The new national guidelines list 18 animals as livestock, and 13 animals were excluded from wild-animal trading and farm-raising restrictions, like mink, alpaca, deer, foxes, ostriches, pheasants, and reindeer.

Many believe that the move is one of the series of responses after the coronavirus pandemic emerged around the wet markets of Wuhan, Hubei Province.

The CNN then reported that the Wuhan market featured crowded and unsanitary conditions, with people and wild animals nearby:

“Snakes, raccoon dogs, porcupines and deer were just some of the species crammed inside cages, side by side with shoppers and store owners, according to footage obtained by CNN. Some animals were filmed being slaughtered in the market in front of customers.
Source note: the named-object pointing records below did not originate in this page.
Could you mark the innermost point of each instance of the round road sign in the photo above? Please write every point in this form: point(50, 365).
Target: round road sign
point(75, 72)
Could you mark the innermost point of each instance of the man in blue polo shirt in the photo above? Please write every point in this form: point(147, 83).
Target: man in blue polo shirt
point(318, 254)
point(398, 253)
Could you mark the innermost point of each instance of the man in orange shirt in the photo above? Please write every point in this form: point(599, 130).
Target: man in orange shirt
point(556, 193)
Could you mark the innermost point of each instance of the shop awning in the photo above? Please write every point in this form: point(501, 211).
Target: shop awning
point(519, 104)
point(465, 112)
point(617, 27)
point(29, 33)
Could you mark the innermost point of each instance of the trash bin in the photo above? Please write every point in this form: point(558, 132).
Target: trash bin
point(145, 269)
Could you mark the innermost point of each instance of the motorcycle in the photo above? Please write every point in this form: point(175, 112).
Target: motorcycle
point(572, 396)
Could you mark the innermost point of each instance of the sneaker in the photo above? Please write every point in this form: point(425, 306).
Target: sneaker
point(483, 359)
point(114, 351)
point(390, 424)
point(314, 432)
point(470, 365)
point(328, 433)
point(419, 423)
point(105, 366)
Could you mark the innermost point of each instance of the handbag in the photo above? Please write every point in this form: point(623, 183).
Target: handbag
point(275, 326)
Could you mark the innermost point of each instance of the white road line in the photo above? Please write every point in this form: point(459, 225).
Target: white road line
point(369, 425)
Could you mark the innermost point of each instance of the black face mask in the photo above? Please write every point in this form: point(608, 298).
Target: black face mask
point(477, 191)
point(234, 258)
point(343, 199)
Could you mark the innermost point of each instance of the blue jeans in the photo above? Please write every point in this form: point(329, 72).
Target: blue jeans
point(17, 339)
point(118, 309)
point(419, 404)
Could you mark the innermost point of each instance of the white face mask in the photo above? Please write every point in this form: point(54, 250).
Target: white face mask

CNN hasn’t been able to independently verify the footage, which was posted to Weibo by a concerned citizen, and has since been deleted by government censors.”

China has temporarily banned wild animal markets due to the coronavirus outbreak, and promised to look at the ban once the pandemic settles down, meaning that it might be upgraded to permanent.

On the other hand, thousands of people employed in dog-related businesses opposed the new draft bill,  especially in Guangxi Zhuang Autonomous Region, where the traditional dog meat festival in the city of Yulin takes place every year.

Yet, according to an online poll on social media platform Sina Weibo, only 6,600 people opposed the idea of banning the consumption of dog meat, while more than 40,000 Chinese netizens support it.